To help avoid this in the future you can add a searchnode to your distributed grid and then set the Elasticsearch replication factor to 1. That will tell Elasticsearch to keep an additional copy of your data, so it can attempt to recover from corruption

[craigsmooth]

Thanks. No hardware or unexpected shutdowns during the upgrade. I'm just starting to wonder if this cluster is just unrecoverable.
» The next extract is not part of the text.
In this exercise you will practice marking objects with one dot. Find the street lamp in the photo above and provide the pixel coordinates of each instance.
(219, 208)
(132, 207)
Here are the results when I try to delete those problem indices.
sudo so-elasticsearch-query .ds-logs-zeek-so-2024.09.06-000003 -XDELETE

{"error":{"root_cause":[{"type":"illegal_argument_exception","reason":"index [.ds-logs-zeek-so-2024.09.06-000003] is the write index for data stream [logs-zeek-so] and cannot be deleted"}],"type":"illegal_argument_exception","reason":"index [.ds-logs-zeek-so-2024.09.06-000003] is the write index for data stream [logs-zeek-so] and cannot be deleted"},"status":400}

sudo so-elasticsearch-query .kibana_analytics_8.10.4_001 -XDELETE8.10.4_001 -XDELETE

{"error":{"root_cause":[{"type":"security_exception","reason":"action [indices:admin/delete] is unauthorized for user [so_elastic] with effective roles [superuser] on restricted indices [.kibana_analytics_8.10.4_001], this action is granted by the index privileges [delete_index,manage,all]"}],"type":"security_exception","reason":"action [indices:admin/delete] is unauthorized for user [so_elastic] with effective roles [superuser] on restricted indices [.kibana_analytics_8.10.4_001], this action is granted by the index privileges [delete_index,manage,all]"},"status":403}

[reyesj2]

Looks like the zeek index is the current write try rolling it over, closing and then deleting it

so-elasticsearch-query logs-zeek-so/_rollover -XPOST
so-elasticsearch-query .ds-logs-zeek-so-2024.09.06-000003/_close -XPOST
so-elasticsearch-query .ds-logs-zeek-so-2024.09.06-000003 -XDELETE

For the kibana one try

kpass=$(salt-call pillar.get elasticsearch:auth:users:so_kibana_user:pass --out=newline_values_only)
curl --user "so_kibana:$kpass" -s -k -L -H "Content-Type:application/json" "https://localhost:9200/.kibana_analytics_8.10.4_001" -XDELETE

Then check the cluster health again

so-elasticsearch-query _cluster/health?pretty=true

[craigsmooth]

That worked, @reyesj2 . Thank you!

[craigsmooth]

Actually, just FYI @reyesj2 , it looks like this action recovered kibana access however at the cost of:
-all dashboards are gone
-all integrations are gone
-looks like most of the kibana configuration is gone
Looks like this is going to be a rebuild. Not a huge deal since this install was in a lab environment. Just a lesson learned I guess. Have good backups and a replica.